Good Role Models

“People seldom improve when they have no other model but themselves to copy.”

– Oliver Goldsmith

Many years ago, I heard one of my mentors say something similar:  “Teachers teach as they were taught.”  We are all the result of the sum of our experience.  If our life / business experiences have been narrow or limited in scope, then, predictably, that is how we will lead, sell, conduct meetings, communicate, etc.  If you – as the employer or manager – are not getting the desired results from your staff despite your best efforts, then I have a suggestion for you:

Invest in your employees.  Broaden their experiences.  Expose them to good role models.  Bring in some qualified outside training programs.  Send your employees to professional association meetings – you'd be surprised how many are close to home.  Set up a book club / discussion group.  In short, try different approaches until you find something that starts to work.  Just do not continue with the “same old, same old” systems and expect different results – that is the definition of “insanity!”

At many of the association meetings that I attend, we often hear, “If you bring back just one idea from this conference and implement it in your store, you have more than covered the costs of this trip.”  How true.  Of course, getting the one idea is the easy part.  Actually implementing it in your store requires real work – dedication and leadership.

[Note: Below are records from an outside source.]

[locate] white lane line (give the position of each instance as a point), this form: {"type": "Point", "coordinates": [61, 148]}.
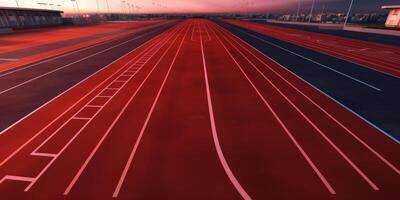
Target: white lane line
{"type": "Point", "coordinates": [80, 100]}
{"type": "Point", "coordinates": [283, 125]}
{"type": "Point", "coordinates": [313, 61]}
{"type": "Point", "coordinates": [324, 93]}
{"type": "Point", "coordinates": [89, 158]}
{"type": "Point", "coordinates": [9, 59]}
{"type": "Point", "coordinates": [16, 178]}
{"type": "Point", "coordinates": [132, 155]}
{"type": "Point", "coordinates": [214, 131]}
{"type": "Point", "coordinates": [383, 159]}
{"type": "Point", "coordinates": [77, 61]}
{"type": "Point", "coordinates": [79, 131]}
{"type": "Point", "coordinates": [316, 127]}
{"type": "Point", "coordinates": [11, 71]}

One tip that I have been using with success this year:   I delay my first day back to office work.  That means that if I fly home from a conference on Sunday, I act as though I am still at the conference on Monday.  I use that day to “wrap up” the ideas that I gained at the conference.  I enter new contacts into my database, I write notes and send emails to the people that I met at the conference.  I set up my action plan for actually implementing the ideas that I want to put to work.

On my first day (physically) back from the conference, I completely resist the temptation to:

1) Open the mail that accumulated during my time away at the conference.

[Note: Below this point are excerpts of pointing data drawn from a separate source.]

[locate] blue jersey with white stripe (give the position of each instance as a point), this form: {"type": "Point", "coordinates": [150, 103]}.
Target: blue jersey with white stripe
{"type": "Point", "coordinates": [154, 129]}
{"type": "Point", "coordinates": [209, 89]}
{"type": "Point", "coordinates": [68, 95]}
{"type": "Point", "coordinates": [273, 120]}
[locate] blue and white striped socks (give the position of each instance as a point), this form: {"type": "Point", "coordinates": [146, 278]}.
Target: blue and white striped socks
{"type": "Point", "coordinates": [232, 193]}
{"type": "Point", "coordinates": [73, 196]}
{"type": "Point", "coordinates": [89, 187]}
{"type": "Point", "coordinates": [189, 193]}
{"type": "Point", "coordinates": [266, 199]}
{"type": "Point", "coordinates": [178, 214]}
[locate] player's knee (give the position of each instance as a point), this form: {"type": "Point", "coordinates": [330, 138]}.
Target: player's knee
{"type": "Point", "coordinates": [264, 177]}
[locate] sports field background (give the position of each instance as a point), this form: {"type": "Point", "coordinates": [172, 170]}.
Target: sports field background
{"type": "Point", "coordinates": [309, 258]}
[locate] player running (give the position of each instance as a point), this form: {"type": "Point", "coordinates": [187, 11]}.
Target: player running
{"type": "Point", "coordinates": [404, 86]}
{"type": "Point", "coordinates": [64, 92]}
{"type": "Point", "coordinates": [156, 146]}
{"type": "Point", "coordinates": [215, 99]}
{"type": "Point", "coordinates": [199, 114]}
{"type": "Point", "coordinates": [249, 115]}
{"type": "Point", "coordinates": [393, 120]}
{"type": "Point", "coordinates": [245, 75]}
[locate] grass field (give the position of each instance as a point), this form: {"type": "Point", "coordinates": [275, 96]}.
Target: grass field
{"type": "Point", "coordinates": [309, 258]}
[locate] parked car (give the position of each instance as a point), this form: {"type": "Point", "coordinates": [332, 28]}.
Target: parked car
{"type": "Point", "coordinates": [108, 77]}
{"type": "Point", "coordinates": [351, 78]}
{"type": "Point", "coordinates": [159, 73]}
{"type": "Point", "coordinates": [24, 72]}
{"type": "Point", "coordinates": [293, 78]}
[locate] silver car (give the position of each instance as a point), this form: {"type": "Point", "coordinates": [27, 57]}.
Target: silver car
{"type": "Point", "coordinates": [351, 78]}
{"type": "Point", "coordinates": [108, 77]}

2) Respond to any message or email that is not time-sensitive.

3) Get back into “office mode.”

This small change has helped me to start to achieve much more – the real reason that I wanted to go to the conference in the first place.  I recommend that you take some small amount of time (maybe it is only a few hours) to finish up what you started at the conference before throwing yourself back into the “day-to-day” routines.  An added benefit – it gives your staff some extra time to actually make decisions on their own.

Make your return to work special – set up a time to share the ideas and information that you gathered at the conference with your staff.  Try, as much as possible, to have them “feel what it was like” at the conference – share pictures, autographs, etc.  Make it special.  This is especially important if you sent some of your employees to a conference or training session – have them share what the y learned or experienced with you and the rest of the staff. 

Turn your business into a seat of continuous learning.  Set up the models that you want your staff to emulate or be inspired by.  And don't forget to include yourself – everyone can benefit from a “kick in the pants” now and then!